Pick Your Distributed Poison
104 points
12 days ago
| 7 comments
| hazelweakly.me
| HN
rubiquity
8 days ago
[-]
I don’t agree with much in this writing other than that eventual consistency is a bad choice. Distributed systems are hard but in 2024 there are enough known patterns and techniques to make them less icky. Systems built on total ordering are much more tractable than weaker protocols. Mahesh Balakrishnan’s recent paper[0] on the Shared Log abstraction is a great recipe, for example.

As an aside, I’ve never enjoyed the defeatist culture that permeated operations and distributed systems pop culture, which this post seems to re-enforce.

0 - https://maheshba.bitbucket.io/papers/osr2024.pdf

reply
from-nibly
8 days ago
[-]
I think the defeatism comes from practicality. I'm at a 30 person IT org trying to do distributed systems and eventual consistency. Dont take on complexity unless you have to. And eventual consistency requires a LOT of scale before it becomes a have too.
reply
delusional
8 days ago
[-]
I dont think it's necessarily a question of scale. Where I work, we have a lost of strategic partnerships, and all those partners have their own it systems with their own master data. It's intractable to enforce strong consistency between all of these disparate systems that don't speak to one another, and you expressly dont want to take the whole substrate offline when a single parter has a network issue. The best you can do is really eventual consistency.
reply
from-nibly
8 days ago
[-]
I guess im talking about internal eventual consistency. Im not arguing against using amother system outside your own single instance database.
reply
ffsm8
8 days ago
[-]
> I don’t agree with much in this writing other than that eventual consistency is a bad choice

Does it really matter wherever is bad or not? As far as I know, every database that scales beyond a single node (for performance) is eventually consistent. Otherwise you've gotta wait for a sync between nodes before a response can be given, which would effectively force your cluster to have worse performance then running on single node again.

reply
jashmatthews
8 days ago
[-]
There are a bunch that offer strong consistency e.g. Cloud Spanner and DynamoDB.
reply
mping
8 days ago
[-]
Don't forget FoundationDB
reply
sriram_malhar
8 days ago
[-]
> As far as I know, every database that scales beyond a single node (for performance) is eventually consistent

That's SO not true. Spanner, Amazon's S3 are some of the biggest databases on the planet, and they are strongly consistent.

> Otherwise you've gotta wait for a sync between nodes before a response can be given, which would effectively force your cluster to have worse performance then running on single node again.

Yes, you are trading latency for fault-tolerance, but so what? What if the resulting latency is still more than good enough? There is no shortage of real large-scale applications where this is the case.

reply
walterbell
8 days ago
[-]
> Reproducible and bootstrappable systems get a lot of love among neurodivergent people. For good reason: they’re very friendly to those with little working memory but vast amounts of working context.

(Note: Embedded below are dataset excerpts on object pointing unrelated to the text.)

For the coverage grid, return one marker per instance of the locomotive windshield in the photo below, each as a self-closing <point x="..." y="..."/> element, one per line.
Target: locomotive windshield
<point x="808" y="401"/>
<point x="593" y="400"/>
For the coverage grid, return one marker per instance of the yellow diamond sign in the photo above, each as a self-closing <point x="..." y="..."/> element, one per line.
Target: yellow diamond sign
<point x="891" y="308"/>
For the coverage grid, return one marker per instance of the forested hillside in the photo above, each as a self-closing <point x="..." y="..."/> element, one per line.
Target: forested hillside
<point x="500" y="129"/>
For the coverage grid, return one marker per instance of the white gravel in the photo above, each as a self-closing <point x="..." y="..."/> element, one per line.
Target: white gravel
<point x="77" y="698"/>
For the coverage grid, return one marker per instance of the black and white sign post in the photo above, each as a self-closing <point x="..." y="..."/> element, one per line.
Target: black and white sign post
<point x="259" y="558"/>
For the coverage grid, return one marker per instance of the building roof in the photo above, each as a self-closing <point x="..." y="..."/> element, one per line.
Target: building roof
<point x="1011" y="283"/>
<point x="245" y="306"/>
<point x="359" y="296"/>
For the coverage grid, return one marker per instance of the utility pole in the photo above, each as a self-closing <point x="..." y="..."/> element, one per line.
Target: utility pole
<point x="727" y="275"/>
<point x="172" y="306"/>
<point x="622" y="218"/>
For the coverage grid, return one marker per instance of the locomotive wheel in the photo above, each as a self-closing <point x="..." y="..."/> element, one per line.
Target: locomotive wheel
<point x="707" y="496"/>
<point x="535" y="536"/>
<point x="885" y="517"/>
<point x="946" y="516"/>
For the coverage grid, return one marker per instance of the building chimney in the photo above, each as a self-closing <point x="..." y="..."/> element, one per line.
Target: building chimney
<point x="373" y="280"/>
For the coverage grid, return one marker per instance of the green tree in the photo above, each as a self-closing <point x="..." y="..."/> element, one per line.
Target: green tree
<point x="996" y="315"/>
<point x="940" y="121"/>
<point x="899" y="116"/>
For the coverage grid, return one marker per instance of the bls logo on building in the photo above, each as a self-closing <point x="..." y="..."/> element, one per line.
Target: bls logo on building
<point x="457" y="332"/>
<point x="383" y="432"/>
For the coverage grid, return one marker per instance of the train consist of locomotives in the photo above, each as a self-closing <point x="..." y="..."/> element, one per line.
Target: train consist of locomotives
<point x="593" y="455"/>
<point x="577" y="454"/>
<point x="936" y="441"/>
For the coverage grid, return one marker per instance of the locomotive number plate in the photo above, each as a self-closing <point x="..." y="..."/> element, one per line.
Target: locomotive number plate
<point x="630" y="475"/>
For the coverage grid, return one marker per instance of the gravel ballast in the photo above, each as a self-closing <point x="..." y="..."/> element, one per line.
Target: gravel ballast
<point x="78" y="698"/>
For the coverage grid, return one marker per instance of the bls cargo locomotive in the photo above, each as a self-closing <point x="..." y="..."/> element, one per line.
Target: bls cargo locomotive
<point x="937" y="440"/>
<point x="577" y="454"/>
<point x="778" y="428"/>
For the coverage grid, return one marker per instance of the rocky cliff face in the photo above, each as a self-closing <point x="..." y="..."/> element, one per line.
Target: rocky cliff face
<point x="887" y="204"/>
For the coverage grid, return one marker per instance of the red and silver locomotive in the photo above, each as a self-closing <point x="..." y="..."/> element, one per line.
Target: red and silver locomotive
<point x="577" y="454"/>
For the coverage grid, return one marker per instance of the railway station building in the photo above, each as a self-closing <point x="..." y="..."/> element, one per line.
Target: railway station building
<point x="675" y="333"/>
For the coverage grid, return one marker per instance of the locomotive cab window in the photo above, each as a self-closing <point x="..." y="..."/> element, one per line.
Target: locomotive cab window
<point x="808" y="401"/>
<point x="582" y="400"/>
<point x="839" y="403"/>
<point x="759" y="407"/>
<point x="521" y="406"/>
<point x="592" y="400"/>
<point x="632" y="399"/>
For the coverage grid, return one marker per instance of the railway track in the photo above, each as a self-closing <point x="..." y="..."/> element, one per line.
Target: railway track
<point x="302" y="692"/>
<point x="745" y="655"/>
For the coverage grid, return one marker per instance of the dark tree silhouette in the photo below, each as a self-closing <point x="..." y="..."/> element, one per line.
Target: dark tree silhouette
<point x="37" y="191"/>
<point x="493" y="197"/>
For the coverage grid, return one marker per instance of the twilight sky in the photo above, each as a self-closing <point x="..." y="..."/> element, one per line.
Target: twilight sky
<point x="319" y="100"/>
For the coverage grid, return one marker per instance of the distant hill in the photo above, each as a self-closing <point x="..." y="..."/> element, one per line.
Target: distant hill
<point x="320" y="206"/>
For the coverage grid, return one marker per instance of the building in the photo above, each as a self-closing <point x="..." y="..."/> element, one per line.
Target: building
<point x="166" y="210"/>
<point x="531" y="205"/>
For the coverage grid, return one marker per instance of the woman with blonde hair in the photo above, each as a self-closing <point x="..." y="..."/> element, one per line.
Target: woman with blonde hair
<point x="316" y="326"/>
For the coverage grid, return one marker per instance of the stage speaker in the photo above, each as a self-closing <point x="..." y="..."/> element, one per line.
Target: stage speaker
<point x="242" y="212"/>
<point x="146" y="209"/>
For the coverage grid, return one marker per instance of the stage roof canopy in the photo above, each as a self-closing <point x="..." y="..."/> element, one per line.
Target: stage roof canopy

This is novel yet obvious in retrospect, has it been articulated or surveyed elsewhere?

reply
nyanpasu64
8 days ago
[-]
What's the distinction between working memory and working context?
reply
glic3rinu
8 days ago
[-]
I was wondering about that too. Compared to my peers I consider myself having a below average short term memory (not really good at raw computation power), but in contrast, I am pretty good at abstract thinking, e.g. I can easily visualize the end2end flow of a system, identify all the pain points and produce very good designs (in terms of simplicity). So perhaps this "working context" is about knowledge, pattern recognition, analytical thinking, ...
reply
kukkeliskuu
8 days ago
[-]
Typically there are no guarantees that a distributed system with ”eventual consistency” is is in consistent state as a whole at any point in time. Downstream systems need to be built based on the assumption that the system is perpetually inconsistent.
reply
GeneralMayhem
8 days ago
[-]
That's true in the general case, but there are usually ways to make it not matter.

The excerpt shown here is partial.